Description
Prerequisites
Please answer the following questions for yourself before submitting an issue.
- I am running the latest code. Development is very rapid so there are no tagged versions as of now.
- I carefully followed the README.md.
- I searched using keywords relevant to my issue to make sure that I am creating a new issue that is not already open (or closed).
- I reviewed the Discussions, and have a new bug or useful enhancement to share.
Expected Behavior
I am trying to run the most basic examples from the docs.

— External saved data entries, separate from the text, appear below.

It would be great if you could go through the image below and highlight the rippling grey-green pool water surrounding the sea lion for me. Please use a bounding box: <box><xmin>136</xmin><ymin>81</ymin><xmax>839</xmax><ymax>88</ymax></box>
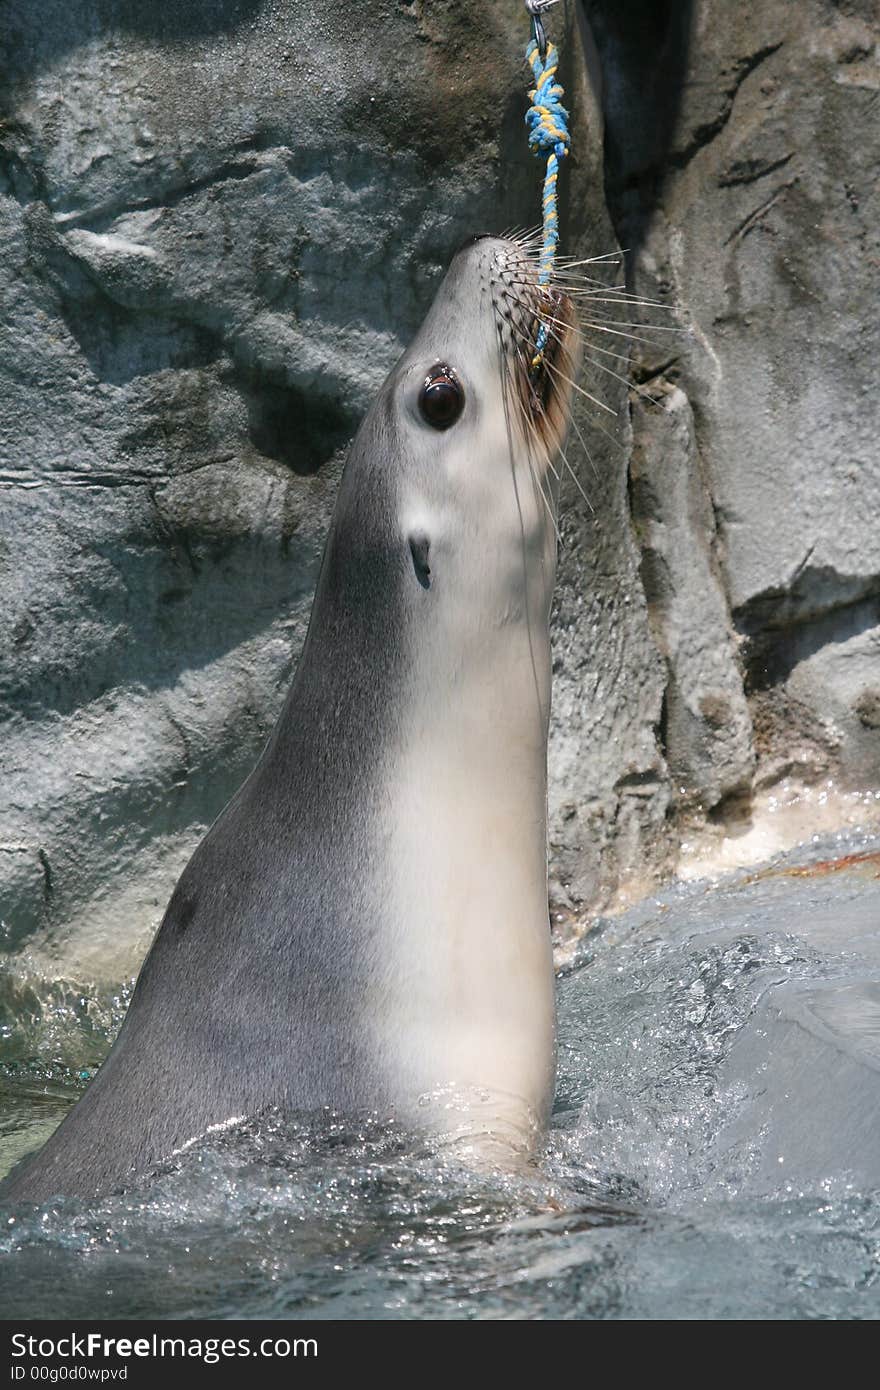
<box><xmin>0</xmin><ymin>838</ymin><xmax>880</xmax><ymax>1319</ymax></box>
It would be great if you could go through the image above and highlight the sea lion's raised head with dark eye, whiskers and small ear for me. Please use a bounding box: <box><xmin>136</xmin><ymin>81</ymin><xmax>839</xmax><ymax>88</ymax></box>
<box><xmin>329</xmin><ymin>236</ymin><xmax>578</xmax><ymax>639</ymax></box>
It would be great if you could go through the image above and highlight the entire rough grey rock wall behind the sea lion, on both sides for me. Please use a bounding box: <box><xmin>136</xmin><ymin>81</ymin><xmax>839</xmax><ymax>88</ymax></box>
<box><xmin>0</xmin><ymin>0</ymin><xmax>880</xmax><ymax>974</ymax></box>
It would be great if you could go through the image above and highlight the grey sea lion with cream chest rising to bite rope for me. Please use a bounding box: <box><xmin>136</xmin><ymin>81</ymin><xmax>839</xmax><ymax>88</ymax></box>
<box><xmin>6</xmin><ymin>236</ymin><xmax>577</xmax><ymax>1201</ymax></box>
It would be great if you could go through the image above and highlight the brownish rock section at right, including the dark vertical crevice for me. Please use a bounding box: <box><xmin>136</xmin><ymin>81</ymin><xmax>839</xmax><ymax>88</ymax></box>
<box><xmin>569</xmin><ymin>0</ymin><xmax>880</xmax><ymax>889</ymax></box>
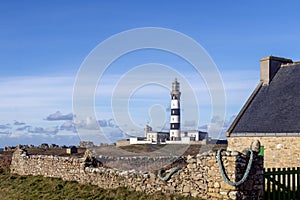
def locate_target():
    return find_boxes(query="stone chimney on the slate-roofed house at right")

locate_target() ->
[260,56,293,85]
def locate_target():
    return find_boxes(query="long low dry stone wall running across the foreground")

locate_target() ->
[11,146,263,199]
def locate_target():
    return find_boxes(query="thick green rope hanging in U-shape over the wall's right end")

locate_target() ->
[217,148,253,186]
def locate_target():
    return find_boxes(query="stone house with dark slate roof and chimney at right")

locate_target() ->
[226,56,300,168]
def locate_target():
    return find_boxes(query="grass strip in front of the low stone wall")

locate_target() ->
[0,168,199,200]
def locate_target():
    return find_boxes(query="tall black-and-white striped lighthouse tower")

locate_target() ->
[170,78,181,141]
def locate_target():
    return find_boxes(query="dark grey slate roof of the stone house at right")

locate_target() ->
[227,63,300,136]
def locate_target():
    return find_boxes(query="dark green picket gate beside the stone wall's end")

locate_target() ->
[263,167,300,200]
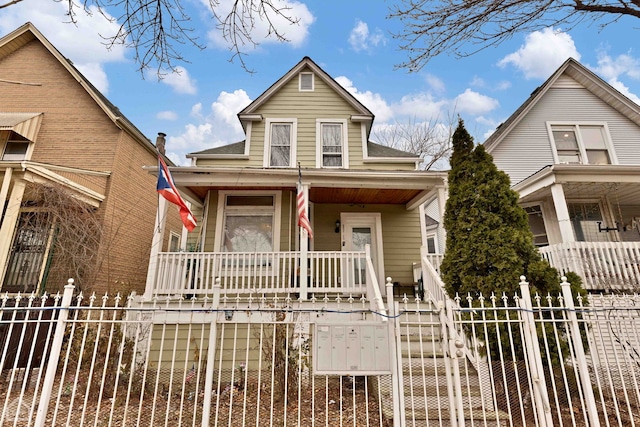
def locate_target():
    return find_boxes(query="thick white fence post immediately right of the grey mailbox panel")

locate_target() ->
[386,277,405,427]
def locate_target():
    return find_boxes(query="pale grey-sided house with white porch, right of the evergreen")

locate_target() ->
[484,59,640,291]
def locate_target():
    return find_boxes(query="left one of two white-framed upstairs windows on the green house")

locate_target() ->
[264,119,296,168]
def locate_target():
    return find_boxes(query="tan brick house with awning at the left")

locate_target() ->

I am trying to load a model that I've downloaded:
from llama_cpp import Llama
if __name__ == "__main__":
llm = Llama(
model_path="models/qwen2-0_5b-instruct-q4_0.gguf",
verbose=False,
)
output = llm(
"Q: Name the planets in the solar system? A: ",
max_tokens=32,
stop=["Q:", "\n"],
echo=True,
)
print(output)
And I am also trying to load a model directly from Hugging Face hub:
from llama_cpp import Llama
if __name__ == "__main__":
llm = Llama.from_pretrained(
repo_id="Qwen/Qwen2-0.5B-Instruct-GGUF",
filename="*q4_0.gguf",
verbose=False,
)
I expect these basic examples to run without error and produce some reasonable looking output.
Current Behavior
In both cases -- whether using a pre-downloaded model or pulling from Hugging Face Hub -- I am getting the following exception:
Exception ignored in: <function Llama.__del__ at 0x14b2e5940>
Traceback (most recent call last):
File ".../.venv/lib/python3.11/site-packages/llama_cpp/llama.py", line 2205, in __del__
File ".../.venv/lib/python3.11/site-packages/llama_cpp/llama.py", line 2202, in close
File ".../.pyenv/versions/3.11.11/lib/python3.11/contextlib.py", line 609, in close
File ".../.pyenv/versions/3.11.11/lib/python3.11/contextlib.py", line 601, in __exit__
File ".../.pyenv/versions/3.11.11/lib/python3.11/contextlib.py", line 586, in __exit__
File ".../.pyenv/versions/3.11.11/lib/python3.11/contextlib.py", line 360, in __exit__
File ".../.venv/lib/python3.11/site-packages/llama_cpp/_internals.py", line 75, in close
File ".../.pyenv/versions/3.11.11/lib/python3.11/contextlib.py", line 609, in close
File ".../.pyenv/versions/3.11.11/lib/python3.11/contextlib.py", line 601, in __exit__
File ".../.pyenv/versions/3.11.11/lib/python3.11/contextlib.py", line 586, in __exit__
File ".../.pyenv/versions/3.11.11/lib/python3.11/contextlib.py", line 469, in _exit_wrapper
File ".../.venv/lib/python3.11/site-packages/llama_cpp/_internals.py", line 69, in free_model
TypeError: 'NoneType' object is not callable
This appears to be the line raising this exception:
llama-cpp-python/llama_cpp/_internals.py
Line 69 in 99f2ebf
In the case of using the pre-downloaded model, I see the printed model output first before I get the exception. In the case of pulling from Hugging Face Hub, I get the exception immediately.
Environment and Context
- macOS 15.4 running on M3 Apple Silicon
- Python 3.11.11
- GNU Make 3.81
- llama-cpp-python @ 99f2ebf (the latest from
main
as of 2025-04-11)
Steps to Reproduce
- Copy either test script from above into
test-llama.py
. - Run
python test-llama.py
This seems to be an issue specific to the Python bindings, so I did not trying building llama.cpp
.
This issue is possibly related to #1442.